また、バイアグラを飲むことによって性的に興奮が高まりやすくなるという作用はありません。

バイアグラの薬効薬理

次にバイアグラがどのようにしてEDに治療効果をもたらすかを解説します。

陰茎の内部には『PDE5(ホスホジエステラーゼ5)』という勃起を抑制する酵素が存在します。
健康な男性は射精後にこのPDE5が陰茎内部に増加し、海綿体組織への血液の流入が抑えられることにより、勃起状態が鎮まり性欲も低下していきます。
一方ED患者ではPDE5の代謝が不十分であり、PDE5が陰茎内で過剰に留まり続け、結果的に勃起を阻害します。

バイアグラの有効成分シルデナフィルはPDE5の働きを阻害する薬理作用を持っています。
性行為の1~2時間前に服用することによって、陰茎内部のPDE5の働きを抑え勃起を持続させるというのが薬効です。

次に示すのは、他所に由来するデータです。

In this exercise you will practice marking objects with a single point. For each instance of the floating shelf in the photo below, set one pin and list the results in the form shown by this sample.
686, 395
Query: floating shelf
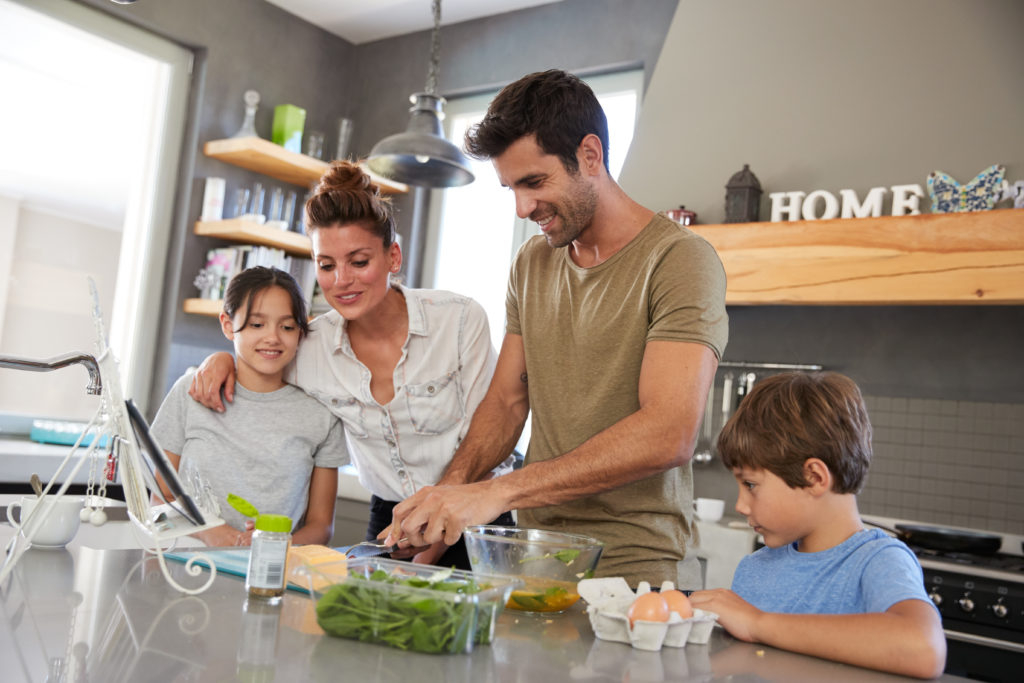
264, 157
237, 229
962, 258
210, 307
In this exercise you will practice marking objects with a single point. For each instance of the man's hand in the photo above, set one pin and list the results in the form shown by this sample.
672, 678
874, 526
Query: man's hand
735, 614
216, 372
440, 513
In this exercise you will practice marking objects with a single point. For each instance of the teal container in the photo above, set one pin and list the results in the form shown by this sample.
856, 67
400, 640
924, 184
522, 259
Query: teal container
289, 121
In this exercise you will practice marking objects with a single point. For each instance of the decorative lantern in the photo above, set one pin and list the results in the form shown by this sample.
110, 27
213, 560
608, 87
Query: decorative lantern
742, 197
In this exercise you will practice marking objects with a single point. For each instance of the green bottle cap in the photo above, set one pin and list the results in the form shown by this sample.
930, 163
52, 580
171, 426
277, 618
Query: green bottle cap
279, 523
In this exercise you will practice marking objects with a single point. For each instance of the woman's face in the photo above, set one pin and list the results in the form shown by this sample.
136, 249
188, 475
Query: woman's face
353, 267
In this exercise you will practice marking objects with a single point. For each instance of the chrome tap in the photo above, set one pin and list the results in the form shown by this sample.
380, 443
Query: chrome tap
56, 363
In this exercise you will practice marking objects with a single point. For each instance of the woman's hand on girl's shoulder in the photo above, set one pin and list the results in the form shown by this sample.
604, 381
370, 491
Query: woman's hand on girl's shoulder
216, 373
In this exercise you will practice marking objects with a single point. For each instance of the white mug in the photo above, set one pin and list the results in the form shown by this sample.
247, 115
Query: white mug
709, 509
53, 524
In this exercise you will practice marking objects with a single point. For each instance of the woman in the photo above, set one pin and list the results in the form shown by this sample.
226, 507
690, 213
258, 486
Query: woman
403, 369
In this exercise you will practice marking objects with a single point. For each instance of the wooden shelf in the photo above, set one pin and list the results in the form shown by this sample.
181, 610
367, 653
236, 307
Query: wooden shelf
964, 258
264, 157
237, 229
210, 307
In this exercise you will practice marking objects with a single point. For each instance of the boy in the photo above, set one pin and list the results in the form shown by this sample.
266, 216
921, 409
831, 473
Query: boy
800, 445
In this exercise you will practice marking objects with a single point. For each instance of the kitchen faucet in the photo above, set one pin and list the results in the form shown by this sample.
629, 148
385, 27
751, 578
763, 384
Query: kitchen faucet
95, 385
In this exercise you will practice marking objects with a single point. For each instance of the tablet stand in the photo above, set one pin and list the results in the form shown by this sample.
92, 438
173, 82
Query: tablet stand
156, 526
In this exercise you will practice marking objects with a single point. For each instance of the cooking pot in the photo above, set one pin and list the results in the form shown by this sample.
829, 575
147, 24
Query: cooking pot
946, 540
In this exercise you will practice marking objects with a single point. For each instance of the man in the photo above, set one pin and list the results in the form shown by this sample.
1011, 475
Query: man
613, 333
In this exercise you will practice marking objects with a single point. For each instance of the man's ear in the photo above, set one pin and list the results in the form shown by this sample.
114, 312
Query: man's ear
226, 327
590, 154
817, 475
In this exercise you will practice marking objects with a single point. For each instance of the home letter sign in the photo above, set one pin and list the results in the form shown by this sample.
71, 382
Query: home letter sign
796, 205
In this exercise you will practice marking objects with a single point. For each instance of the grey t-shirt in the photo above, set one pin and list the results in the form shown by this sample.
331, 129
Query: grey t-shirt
263, 447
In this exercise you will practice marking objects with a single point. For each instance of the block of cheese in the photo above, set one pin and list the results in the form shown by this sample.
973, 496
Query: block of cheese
327, 559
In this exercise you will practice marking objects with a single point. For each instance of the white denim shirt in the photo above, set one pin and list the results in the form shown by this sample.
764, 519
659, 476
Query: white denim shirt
445, 367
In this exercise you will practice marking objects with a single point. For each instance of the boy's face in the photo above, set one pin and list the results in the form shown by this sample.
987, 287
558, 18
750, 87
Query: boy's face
779, 513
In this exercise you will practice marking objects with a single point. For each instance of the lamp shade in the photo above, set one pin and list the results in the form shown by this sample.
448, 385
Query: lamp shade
421, 156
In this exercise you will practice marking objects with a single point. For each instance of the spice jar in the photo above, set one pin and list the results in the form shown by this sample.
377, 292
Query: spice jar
271, 539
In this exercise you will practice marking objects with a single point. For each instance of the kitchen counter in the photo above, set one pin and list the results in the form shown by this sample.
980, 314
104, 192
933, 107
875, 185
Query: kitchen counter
100, 614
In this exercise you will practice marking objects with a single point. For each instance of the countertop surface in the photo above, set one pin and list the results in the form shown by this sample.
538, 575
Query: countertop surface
86, 613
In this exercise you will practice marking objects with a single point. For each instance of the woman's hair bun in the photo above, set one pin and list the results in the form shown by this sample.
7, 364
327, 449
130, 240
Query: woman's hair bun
344, 176
346, 195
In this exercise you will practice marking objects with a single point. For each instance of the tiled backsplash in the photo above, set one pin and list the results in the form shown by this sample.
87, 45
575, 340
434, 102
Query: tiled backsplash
947, 462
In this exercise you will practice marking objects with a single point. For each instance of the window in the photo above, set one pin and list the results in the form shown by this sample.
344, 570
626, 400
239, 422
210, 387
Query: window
476, 231
86, 186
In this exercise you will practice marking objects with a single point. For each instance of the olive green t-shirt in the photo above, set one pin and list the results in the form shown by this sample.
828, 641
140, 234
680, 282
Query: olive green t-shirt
584, 333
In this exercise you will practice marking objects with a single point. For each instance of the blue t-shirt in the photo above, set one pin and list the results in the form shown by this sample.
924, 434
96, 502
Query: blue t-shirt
868, 572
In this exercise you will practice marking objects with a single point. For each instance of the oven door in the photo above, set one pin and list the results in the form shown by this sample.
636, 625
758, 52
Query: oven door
983, 658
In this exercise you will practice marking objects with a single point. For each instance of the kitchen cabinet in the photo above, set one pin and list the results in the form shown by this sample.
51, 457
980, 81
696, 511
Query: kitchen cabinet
962, 258
271, 160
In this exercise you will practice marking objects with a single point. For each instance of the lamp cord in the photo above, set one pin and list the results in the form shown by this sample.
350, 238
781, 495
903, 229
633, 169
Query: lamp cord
435, 49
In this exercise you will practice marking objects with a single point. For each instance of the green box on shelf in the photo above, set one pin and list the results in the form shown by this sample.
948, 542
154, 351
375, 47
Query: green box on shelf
288, 123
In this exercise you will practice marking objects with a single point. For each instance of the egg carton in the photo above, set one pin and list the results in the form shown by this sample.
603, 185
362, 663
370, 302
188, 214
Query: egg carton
609, 599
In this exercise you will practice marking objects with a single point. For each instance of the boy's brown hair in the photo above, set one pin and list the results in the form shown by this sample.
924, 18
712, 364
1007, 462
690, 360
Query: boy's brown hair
792, 417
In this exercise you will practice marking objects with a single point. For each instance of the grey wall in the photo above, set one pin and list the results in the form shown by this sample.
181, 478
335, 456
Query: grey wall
243, 44
858, 94
812, 94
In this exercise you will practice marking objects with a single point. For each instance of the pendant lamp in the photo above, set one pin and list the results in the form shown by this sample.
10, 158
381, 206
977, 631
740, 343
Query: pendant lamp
422, 156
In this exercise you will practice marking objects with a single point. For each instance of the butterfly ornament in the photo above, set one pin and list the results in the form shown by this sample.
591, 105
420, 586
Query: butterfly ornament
1014, 191
980, 194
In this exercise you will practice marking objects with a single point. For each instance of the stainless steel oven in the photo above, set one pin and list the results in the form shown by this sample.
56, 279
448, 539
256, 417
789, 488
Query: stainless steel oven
981, 599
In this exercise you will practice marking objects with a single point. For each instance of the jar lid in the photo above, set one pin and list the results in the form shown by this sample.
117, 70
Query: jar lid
279, 523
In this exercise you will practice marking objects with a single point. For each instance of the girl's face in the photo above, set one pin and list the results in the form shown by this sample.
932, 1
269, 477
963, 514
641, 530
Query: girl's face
267, 342
353, 268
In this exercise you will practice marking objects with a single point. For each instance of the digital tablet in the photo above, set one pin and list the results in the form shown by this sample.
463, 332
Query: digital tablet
152, 452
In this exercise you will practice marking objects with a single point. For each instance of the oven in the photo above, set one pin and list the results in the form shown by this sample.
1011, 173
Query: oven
981, 599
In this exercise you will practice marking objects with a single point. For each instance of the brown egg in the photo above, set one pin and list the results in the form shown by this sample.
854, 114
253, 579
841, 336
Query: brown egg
679, 603
648, 607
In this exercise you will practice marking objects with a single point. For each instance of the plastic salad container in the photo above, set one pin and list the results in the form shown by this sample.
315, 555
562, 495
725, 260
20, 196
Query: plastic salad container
549, 563
411, 606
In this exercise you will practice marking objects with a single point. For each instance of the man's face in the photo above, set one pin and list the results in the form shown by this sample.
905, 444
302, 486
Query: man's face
560, 203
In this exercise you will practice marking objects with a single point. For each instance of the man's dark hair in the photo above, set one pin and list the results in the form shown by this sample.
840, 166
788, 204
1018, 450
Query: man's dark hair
555, 107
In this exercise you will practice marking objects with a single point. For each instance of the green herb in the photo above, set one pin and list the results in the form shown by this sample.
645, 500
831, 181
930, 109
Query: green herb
364, 608
538, 601
565, 556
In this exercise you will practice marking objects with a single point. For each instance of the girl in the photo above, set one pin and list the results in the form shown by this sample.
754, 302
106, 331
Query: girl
276, 447
404, 369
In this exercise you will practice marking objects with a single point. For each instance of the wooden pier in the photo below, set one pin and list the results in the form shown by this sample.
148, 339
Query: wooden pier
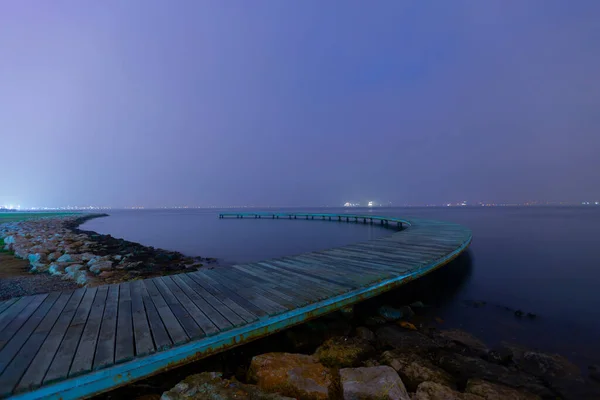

大手製薬会社であるファイザー社は、既に心疾患の治療薬として開発されていたシルデナフィルが持つPDE5阻害作用に着目し、バイアグラの開発、そして製造に成功しました。
元来シルデナフィルは心臓の冠動脈における血流を良くするための治療薬として用いられていましたが、臨床試験上副次的に陰茎内部のPDE5の働きも阻害するという例が多数報告されたために、ED治療効果として見直されたのです。

では勃起のメカニズムにおけるPDE5の役割とはどのようなものでしょうか。

勃起のメカニズム

通常人が性行為を行う際には、視覚・触覚・嗅覚などから性的に刺激を受け、その信号が脳に伝することで性的に興奮します。

このように性的な興奮が起こると、次は脳から脊髄を通して陰茎の平滑筋まで『勃起しなさい』と電気信号が送られます。
陰茎平滑筋ではこの信号を受け、一酸化窒素の量を増やすことによって陰茎動脈を拡張させます。
性的興奮により拡張した陰茎動脈には大量の血液が流入し、反対に静脈への血流は抑制され、陰茎海綿体細胞(スポンジ状の構造をした組織)は血液でパンパンになります。

これが性行為による勃起のメカニズムです。

しかし、性行為が終わってもこの勃起状態が継続してしまうと陰茎がうっ血してしまいます。
そこで射精を機に陰茎内にPDE5が放出され、平滑筋への血流量を抑え、また陰茎静脈への血液の流入が促され、勃起が鎮まるという仕組みになっています。

PDE5は脳内の鎮静物質の働きとも連動しているため、勃起の終了とともに性的興奮も鎮まります。